Well, this is kubernetes specific. Either the volume ID really exists already or the kubernetes setup needs some additional configuration.
 
Just to conclude this as I've now solved it. And for others who reach this thread.

My misunderstanding was that they only needed access to the monitor network. But like you said, allowing all Kubernetes nodes access to the Public/Storage network as well, it provisioned correctly.
So I think the test could be to see if you can do "ceph status" and "rbd ls [pool-name]"

Thanks for leading me to a solution
 
@Isaack if you don't mind, I'd like to pick your brain about more details of your set as I am highly considering Ceph on a new school setup for some basic library and administration apps within k8s.
  • Proxmox on 3 big nodes.
  • Mixed HDD/SSD disks. One server has all the TBs for storage, while the other two have different size small SSDs and one or two HDDs (would prefer to do an LVM ssd cache setup if possible)
So I'm not sure if Ceph is the answer here yet; still experimenting within Virtualbox.

Once this is up, it's Kubernetes - most likely k3s ontop as I currently have them on EKS on AWS and have it all setup there in helm charts.

What I am struggling with is the PV/PVC lifecycle with this entire setup... I highly prefer to control the lifecycle of each PVC for each pod/container. Some apps don't need any redundancy as its built into the app's clustering itself. While other apps are a single point of failure and needs 3x replicas of their volumes.

What you mentioned above is an option I haven't considered yet: Proxmox to provision Ceph, and then have K8s talks to that Ceph cluster directly for k8s storage, instead of local file/dir storage.

Knowing what i posted above about the lifecycles, could you provide more details on how this is working for you with your Ceph-by-Proxmox-accessed-by-K8s-VMs is working out for you and the options you have?
 
Last edited:
@eduncan911 your setup will work with Proxmox, CEPH and Kubernentes. I however have just moved away from Proxmox as I realized I didn't need the virtualization anymore for a mix of Windows and Linux applications. This will also greatly simplify the setup, which was neat, but it started looking a bit silly with lots of moving pieces.

For your PV/PVC, I suggest that you create different pools in Proxmox/Ceph with their different redudancy levels that you need.

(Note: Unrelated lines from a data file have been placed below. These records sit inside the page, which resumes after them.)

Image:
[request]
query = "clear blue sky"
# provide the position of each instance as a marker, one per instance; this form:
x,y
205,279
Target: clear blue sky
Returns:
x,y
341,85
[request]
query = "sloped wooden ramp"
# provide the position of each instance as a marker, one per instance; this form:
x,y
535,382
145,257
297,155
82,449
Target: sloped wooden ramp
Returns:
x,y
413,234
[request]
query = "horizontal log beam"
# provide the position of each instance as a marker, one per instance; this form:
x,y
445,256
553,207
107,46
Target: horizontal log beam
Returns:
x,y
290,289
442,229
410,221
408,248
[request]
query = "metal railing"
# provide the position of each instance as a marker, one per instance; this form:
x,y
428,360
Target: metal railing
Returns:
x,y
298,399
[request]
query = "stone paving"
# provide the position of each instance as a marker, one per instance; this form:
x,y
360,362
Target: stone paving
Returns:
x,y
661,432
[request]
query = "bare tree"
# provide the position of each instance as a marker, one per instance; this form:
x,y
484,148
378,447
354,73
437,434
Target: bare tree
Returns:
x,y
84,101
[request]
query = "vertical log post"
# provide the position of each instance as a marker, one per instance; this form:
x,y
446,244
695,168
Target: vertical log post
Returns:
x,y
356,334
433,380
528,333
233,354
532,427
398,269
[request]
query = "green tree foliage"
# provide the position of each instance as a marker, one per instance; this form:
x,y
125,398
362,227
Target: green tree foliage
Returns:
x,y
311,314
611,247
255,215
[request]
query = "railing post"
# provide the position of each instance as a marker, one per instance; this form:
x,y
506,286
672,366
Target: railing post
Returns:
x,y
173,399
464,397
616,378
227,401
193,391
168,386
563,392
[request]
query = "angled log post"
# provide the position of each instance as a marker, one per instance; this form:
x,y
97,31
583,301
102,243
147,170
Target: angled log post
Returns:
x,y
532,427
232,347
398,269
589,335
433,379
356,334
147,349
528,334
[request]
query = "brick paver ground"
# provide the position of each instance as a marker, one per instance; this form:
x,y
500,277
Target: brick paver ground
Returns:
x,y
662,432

I'm not familiar with LVM caches(only ZFS). And I tried different caching setups with CEPH but ended up having pure SSD pools and then pure HDD pools. My hardware is old and limited in many ways with regards to bandwidth.
Once you've created the different pools, you can then bind them in Kubernetes with PVCs and CEPH CSI bindings. The VMs will connect directly to CEPH and it definitely works.